First of all, thank you for your comments. They are all added to my big list of things to change.

Too much reverb on everything for my tastes, but especially on the vocal and drums. Sounds like 80's synth-pop reverb.
I'm going to look into this. The drums defiantly lose their directness.

The bass has some boomy frequencies. Like maybe in the 80hz-120hz range. It's a bit loud too.
I really struggle with this. I know the answer is multi-band compression but I can't seem to get it right. Your guesswork on the problem-frequency is spot on!
This is the bass guitar:
tvBv0ed.jpg

If I use a multiband to tame the 100-ish hz I lose all my lowend =S

Clean guitars sound nice to my ear. Crunch guitar was OK, but I thought the clean tone was better. Not enough definition/clarity in the upper midrange on the crunch guitar.
The distorted guitars had so much 3khz in them, it made them sound really thin. Maybe I overdid the equalization.

hi joel. it's weird there is a lot of reverb yet it still feels very close to me. is a lot of it recorded DI? it feels that way to me. maybe mess with your predelay and reverb in general to push some stuff back.
Bassguitar was recorded with my Sansamp. The rest is real instruments with real mic's.
I have the feeling that I need to get the vocals and the drums on the foreground, maybe pushing other things back is the solution!
 
I wouldn't use a multi band compressor to fix the bass guitar. I'd notch it with an equalizer. But that's me. And if that causes it to lose all its low end, then something is wrong with the way your're doing it - either you're reducing volume by too much and/or you're taking out too wide of a band.
 
I wouldn't use a multi band compressor to fix the bass guitar. I'd notch it with an equalizer. But that's me. And if that causes it to lose all its low end, then something is wrong with the way your're doing it - either you're reducing volume by too much and/or you're taking out too wide of a band.

But the high spot in the bass isn't static. When the note goes up. It goes up and vice versa. You'd have to make the q quite big =S
 
But the high spot in the bass isn't static. When the note goes up. It goes up and vice versa. You'd have to make the q quite big =S

Listened but didn't read all the comments. Is the bass through an amp sim? Can't you use the sims EQ knobs? Also, nothing wrong with 2 or 3 small EQ notches in the problem area...as long as you don't make them all on top of one another wide huge q's.

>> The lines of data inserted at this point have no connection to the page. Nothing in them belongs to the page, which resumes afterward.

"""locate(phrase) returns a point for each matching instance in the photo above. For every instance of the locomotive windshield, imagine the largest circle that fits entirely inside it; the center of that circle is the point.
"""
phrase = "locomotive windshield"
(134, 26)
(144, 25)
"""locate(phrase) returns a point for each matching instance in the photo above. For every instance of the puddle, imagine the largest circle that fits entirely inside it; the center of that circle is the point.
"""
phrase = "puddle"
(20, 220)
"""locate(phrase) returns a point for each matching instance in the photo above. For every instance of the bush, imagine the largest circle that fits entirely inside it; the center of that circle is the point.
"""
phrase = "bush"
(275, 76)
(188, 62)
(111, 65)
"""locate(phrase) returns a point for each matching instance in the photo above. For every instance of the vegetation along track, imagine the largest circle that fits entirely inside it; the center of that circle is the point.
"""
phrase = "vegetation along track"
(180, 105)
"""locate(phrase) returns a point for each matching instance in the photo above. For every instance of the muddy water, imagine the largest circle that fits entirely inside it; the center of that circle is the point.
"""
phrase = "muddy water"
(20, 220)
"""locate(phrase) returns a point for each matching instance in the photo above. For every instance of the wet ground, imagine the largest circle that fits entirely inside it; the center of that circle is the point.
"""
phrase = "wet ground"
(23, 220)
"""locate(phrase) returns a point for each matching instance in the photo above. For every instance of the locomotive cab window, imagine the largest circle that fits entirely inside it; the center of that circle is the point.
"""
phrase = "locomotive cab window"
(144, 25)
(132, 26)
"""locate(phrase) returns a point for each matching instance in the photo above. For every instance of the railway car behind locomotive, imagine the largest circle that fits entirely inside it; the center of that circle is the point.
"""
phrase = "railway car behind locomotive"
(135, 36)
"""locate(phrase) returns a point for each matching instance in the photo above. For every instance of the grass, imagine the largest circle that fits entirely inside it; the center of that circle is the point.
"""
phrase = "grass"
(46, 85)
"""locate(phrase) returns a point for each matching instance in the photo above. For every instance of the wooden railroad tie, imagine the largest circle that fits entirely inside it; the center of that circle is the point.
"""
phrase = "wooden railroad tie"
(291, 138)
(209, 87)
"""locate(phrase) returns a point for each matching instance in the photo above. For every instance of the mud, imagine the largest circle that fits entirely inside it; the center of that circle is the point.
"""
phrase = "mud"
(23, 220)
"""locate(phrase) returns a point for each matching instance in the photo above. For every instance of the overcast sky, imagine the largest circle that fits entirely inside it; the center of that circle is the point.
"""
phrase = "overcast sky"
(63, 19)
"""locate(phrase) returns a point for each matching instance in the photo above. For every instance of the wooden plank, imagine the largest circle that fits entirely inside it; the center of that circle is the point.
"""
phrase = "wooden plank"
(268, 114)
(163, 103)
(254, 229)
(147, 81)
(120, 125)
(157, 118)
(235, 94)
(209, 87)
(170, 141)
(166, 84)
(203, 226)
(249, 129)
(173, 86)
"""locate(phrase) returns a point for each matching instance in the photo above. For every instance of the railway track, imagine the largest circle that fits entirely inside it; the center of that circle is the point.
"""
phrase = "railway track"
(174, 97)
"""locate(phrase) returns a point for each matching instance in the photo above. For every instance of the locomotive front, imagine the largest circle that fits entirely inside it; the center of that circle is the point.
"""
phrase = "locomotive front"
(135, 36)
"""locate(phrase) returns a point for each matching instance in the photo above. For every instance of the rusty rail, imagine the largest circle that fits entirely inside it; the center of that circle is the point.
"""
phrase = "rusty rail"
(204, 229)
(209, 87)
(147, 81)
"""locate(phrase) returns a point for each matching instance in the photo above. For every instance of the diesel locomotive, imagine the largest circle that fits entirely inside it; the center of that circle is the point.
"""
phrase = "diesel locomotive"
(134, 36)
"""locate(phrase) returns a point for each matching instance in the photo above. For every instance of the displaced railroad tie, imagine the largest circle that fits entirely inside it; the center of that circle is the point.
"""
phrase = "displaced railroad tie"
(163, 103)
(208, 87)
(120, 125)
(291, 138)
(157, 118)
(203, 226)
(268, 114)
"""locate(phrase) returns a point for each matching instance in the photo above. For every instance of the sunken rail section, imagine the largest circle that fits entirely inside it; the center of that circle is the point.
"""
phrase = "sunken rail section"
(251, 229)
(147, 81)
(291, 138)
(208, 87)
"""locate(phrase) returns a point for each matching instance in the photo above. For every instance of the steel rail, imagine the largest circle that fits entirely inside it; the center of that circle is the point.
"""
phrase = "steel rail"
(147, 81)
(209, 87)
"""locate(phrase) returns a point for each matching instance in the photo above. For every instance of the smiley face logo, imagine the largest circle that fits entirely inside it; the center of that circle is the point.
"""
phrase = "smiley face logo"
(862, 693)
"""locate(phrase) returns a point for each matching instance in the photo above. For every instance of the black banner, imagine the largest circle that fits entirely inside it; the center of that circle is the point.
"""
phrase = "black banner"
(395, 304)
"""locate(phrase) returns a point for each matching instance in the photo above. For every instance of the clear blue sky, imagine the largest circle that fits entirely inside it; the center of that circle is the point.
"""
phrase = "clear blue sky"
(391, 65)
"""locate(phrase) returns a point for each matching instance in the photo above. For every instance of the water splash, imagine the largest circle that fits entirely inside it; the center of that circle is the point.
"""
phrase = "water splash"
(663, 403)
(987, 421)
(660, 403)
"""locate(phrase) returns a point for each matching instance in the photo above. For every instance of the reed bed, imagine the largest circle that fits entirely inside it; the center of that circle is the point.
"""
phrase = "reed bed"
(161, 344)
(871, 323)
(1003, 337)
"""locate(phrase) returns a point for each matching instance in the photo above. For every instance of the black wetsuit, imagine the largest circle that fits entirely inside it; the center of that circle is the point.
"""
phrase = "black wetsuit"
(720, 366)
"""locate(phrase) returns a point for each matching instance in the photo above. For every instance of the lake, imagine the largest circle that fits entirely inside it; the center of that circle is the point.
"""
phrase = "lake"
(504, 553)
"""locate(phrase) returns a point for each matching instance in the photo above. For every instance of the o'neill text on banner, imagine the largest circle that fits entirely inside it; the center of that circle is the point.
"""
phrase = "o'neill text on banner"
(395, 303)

The reverb application makes this sound similar to Europe, to me. def an 80's sound. good song writing. good voice, that's not something you should be worrying about. it's just fine..very good actually
 
I's so nice that all you guys are taking the time to listen to my stuff and teach me things!

Listened but didn't read all the comments. Is the bass through an amp sim? Can't you use the sims EQ knobs? Also, nothing wrong with 2 or 3 small EQ notches in the problem area...as long as you don't make them all on top of one another wide huge q's.
The bass guitar is a VT style sans amp. I'll add EQ'ing it to my long list of stuff to do!

The reverb application makes this sound similar to Europe, to me. def an 80's sound. good song writing. good voice, that's not something you should be worrying about. it's just fine..very good actually
Awh thank you! But I must say that we are shooting for something more modern than Europe =D
I'm going to look into the reverb thing.
 
But the high spot in the bass isn't static. When the note goes up. It goes up and vice versa. You'd have to make the q quite big =S

That's OK. Use your ears more than your eyes. Yes that peak will move up and down. But there will probably be one spot within that range where the boominess will ring out. That's where you will want to cut. Making a broad cut with the multiband is likely why you're losing your low end.

Take your EQ and make a real narrow band, and a big boost (like 10db or so). Then, while the song is playing, gradually move that narrow boost through the problem range. Somewhere in there, the boominess is really going to jump out. That's probably the spot you're going to cut. Leave the band where it is, and change the 10db boost to a -4 to -6 db cut.

See if that gets rid of the boomiess without decimating the whole low end.